We thought we’d go ahead and just post two opinions, one supporting the Enbridge Northern Gateway Pipelines proposal and one not supporting the project. Enjoy the argument.
Just like with natural gas, Canada has abundant oil resources on the other side of the Rockies and it’s an economic loss to only allow ourselves to deal with the United States as our customers. Canada, simply, needs more capacity.
But even look at it at the ground level. The vast number of construction workers needed to build a pipeline will mean job opportunities for many.
And pipelines are arguably far safer with today’s construction and assembly standards than in years past. Simply put, it’s basically a gimme that Northern Gateway will be more reliable than other, older pipes.
Then there’s the ongoing taxes and value that the pipeline will provide to the country. The nation and province will benefit financially from the construction for sure, and that’s money that will pay for the government services and operations that we all enjoy.

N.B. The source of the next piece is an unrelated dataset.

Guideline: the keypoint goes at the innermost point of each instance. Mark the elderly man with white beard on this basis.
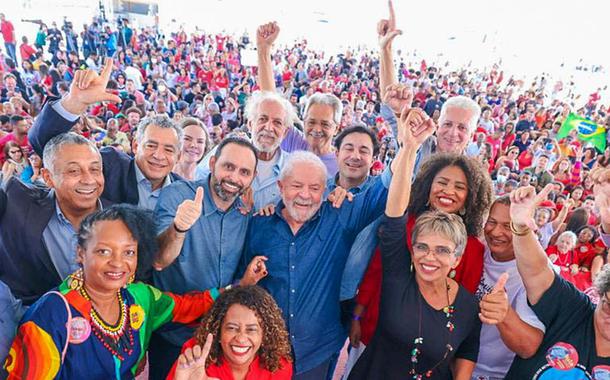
(309, 249)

Opposing the project is basically turning our noses up at $1.2 billion over the next 30 years.
And with 209 conditions to follow, it’s in writing that it’s going to have to be built right.
We need to be open to this project.
Now wait a minute, $1.2 billion over 30 years?
That represents only a fraction of the yearly B.C. budget, which this year alone is $44 billion.
Much good that $1.2 billion will give us over the course of 30 years.
And what about the fact that it just seems people don’t want this pipeline. Surveys and polls have shown that more people in B.C. are against the pipeline than are in favour.
Not to mention studies of Canada’s coasts and pipeline routes, showing the immense problems that could come from tanker traffic and spills.
Some don’t think Canada is even prepared for a major spill, and the pipeline and the tankers will be going through a number of ecosystems. One wrong move and we might not have a fishery.
And are jobs really as bountiful as the claims? It’ll only be a small amount of permanent jobs which are needed to run the marine terminal in Kitimat, and the same for the pipeline, once it’s done you won’t need many people to manage it in person. That leaves the control centre in Calgary as the primary place of employment regarding the pipeline itself directly.
The benefits to the province are arguably, essentially, non-existent.